24 February 2023
A Pacific Community (SPC) led NZ$25 million regional partnership aimed at enabling Pacific nations to adapt their tuna fisheries to the impacts of climate change was announced today by the New Zealand’s Deputy Prime Minister and Associate Minister of Foreign Affairs, Hon Carmel Sepuloni.
Announcing the programme, Hon Carmel Sepuloni said, “The impact of climate change on tuna is a regional concern and requires a collective and coordinated response. This Pacific regional partnership fund will provide critical support for Pacific countries to protect their economic futures through the preservation of their tuna fisheries. New Zealand supports Pacific-led solutions to shared challenges, and recognises the value of delivering these solutions through regional organisations, such as SPC.”
The ‘Climate Science for Ensuring Pacific Tuna Access’ programme, will support the region's efforts to manage its valuable tuna resources in the face of climate change related challenges.
Tuna is a crucial source of income and food for many Pacific Island countries and territories. Ensuring the current sustainable levels of fishing continue is essential to the region's economic and social well-being.
However, the impacts of climate change, such as rising sea temperatures and changing ocean currents, are affecting tuna populations and the communities that depend on them. This project will work to improve our understanding of future climate impacts on tuna, and support decision making to ensure the ongoing sustainability of the region's tuna fisheries.
"This new programme represents a significant investment in the future of Pacific tuna fisheries," said Dr. Stuart Minchin, Director-General of Pacific Community (SPC).
“SPC’s Climate Science for Ensuring Pacific Tuna Access’ programme is the first step in developing a Pacific-owned advanced warning system to forecast with cutting-edge accuracy where - due to ocean warming - tuna will move”.
“The ‘Climate Science for Ensuring Pacific Tuna Access’ programme will support Pacific island countries and territories to proactively monitor and manage their fisheries and pinpoint this climate change-induced tuna migration.

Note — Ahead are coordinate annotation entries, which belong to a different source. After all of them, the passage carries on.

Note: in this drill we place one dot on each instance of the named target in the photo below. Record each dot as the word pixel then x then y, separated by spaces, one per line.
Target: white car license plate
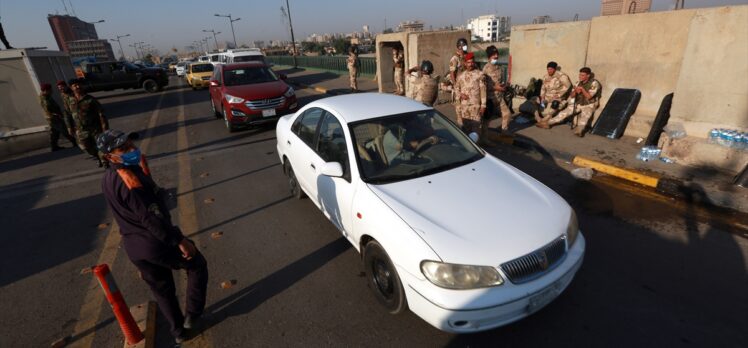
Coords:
pixel 543 298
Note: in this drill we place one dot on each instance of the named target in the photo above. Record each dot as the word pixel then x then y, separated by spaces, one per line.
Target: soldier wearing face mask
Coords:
pixel 152 243
pixel 495 87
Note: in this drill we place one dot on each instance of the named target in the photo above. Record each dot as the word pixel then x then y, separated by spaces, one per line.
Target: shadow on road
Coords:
pixel 643 282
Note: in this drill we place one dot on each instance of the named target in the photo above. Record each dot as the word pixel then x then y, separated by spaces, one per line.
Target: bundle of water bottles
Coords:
pixel 728 137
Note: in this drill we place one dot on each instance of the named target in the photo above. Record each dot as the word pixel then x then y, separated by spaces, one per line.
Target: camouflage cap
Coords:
pixel 111 139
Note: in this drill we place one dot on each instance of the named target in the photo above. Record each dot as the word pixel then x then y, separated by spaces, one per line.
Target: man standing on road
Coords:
pixel 399 61
pixel 89 120
pixel 424 87
pixel 68 100
pixel 471 91
pixel 153 244
pixel 3 39
pixel 495 105
pixel 583 101
pixel 553 94
pixel 54 116
pixel 352 63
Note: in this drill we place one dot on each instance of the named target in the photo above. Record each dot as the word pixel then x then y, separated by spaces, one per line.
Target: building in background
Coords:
pixel 618 7
pixel 408 26
pixel 101 49
pixel 490 27
pixel 542 19
pixel 67 28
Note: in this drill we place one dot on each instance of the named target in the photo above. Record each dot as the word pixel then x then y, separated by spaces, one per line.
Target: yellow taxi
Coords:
pixel 198 75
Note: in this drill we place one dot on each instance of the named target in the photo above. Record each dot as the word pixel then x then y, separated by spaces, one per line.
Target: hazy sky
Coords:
pixel 171 23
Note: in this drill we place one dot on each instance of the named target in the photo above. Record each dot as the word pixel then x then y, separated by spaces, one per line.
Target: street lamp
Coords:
pixel 118 39
pixel 232 25
pixel 214 36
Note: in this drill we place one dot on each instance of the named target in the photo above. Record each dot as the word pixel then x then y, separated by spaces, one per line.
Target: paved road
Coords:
pixel 656 273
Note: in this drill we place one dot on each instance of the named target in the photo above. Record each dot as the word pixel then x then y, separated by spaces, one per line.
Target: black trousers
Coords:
pixel 157 273
pixel 2 37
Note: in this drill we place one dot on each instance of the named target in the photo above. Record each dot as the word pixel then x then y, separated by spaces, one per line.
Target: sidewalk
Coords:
pixel 703 185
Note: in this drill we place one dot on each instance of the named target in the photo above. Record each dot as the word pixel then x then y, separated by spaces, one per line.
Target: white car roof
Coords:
pixel 364 106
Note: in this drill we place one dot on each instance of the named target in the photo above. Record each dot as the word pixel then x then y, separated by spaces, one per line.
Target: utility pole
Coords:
pixel 232 25
pixel 293 41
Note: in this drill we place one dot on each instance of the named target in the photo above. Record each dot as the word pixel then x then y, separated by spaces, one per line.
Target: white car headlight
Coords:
pixel 460 277
pixel 572 230
pixel 234 100
pixel 289 93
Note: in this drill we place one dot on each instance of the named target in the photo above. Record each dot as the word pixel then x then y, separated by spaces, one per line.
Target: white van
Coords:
pixel 240 55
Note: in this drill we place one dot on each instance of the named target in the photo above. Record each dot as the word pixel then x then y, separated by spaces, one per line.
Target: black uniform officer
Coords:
pixel 152 243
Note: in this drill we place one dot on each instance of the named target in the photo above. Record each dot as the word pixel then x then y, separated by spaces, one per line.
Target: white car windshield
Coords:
pixel 411 145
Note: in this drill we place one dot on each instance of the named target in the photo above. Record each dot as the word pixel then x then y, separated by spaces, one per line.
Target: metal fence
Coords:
pixel 366 65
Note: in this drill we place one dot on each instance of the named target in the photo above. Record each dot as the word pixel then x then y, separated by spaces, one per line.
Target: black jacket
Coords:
pixel 140 211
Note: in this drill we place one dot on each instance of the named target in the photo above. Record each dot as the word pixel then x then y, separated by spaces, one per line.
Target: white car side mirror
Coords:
pixel 332 169
pixel 473 136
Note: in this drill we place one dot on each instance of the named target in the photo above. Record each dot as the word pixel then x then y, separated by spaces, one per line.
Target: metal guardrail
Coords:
pixel 366 65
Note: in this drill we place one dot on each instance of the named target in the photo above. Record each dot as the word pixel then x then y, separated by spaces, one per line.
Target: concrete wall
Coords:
pixel 641 51
pixel 712 87
pixel 533 46
pixel 701 55
pixel 436 46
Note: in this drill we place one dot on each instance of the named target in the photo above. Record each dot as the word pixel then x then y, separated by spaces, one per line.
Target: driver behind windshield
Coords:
pixel 403 141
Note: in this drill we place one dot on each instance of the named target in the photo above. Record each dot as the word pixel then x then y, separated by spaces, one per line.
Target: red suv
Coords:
pixel 247 94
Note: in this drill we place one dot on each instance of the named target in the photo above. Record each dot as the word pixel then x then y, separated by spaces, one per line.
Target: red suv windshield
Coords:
pixel 248 76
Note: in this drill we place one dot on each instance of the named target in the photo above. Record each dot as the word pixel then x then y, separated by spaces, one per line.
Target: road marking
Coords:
pixel 186 203
pixel 94 299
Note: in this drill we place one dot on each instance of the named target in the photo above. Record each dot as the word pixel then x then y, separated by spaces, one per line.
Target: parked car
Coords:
pixel 198 75
pixel 181 68
pixel 248 94
pixel 106 76
pixel 442 226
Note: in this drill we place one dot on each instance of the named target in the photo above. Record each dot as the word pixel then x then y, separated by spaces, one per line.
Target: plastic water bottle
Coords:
pixel 713 136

It will put Pacific Island nations at the forefront of fisheries monitoring enabling them to negotiate ongoing access to this vital resource and build sustainable fishing industries for the regions ongoing food security,” Dr Minchin said.
The programme will work with Pacific Island countries and territories to develop and implement new technologies and innovative approaches to monitor fish populations and support research on the impacts of climate change on tuna, informing and enabling the development of climate-smart adaptive management strategies to ensure the long-term sustainability of the region's tuna fisheries.
The project will run for 3.5 yrs. It will be implemented by SPC and will involve collaboration with national governments, regional organizations, and the Pacific tuna fishing industry.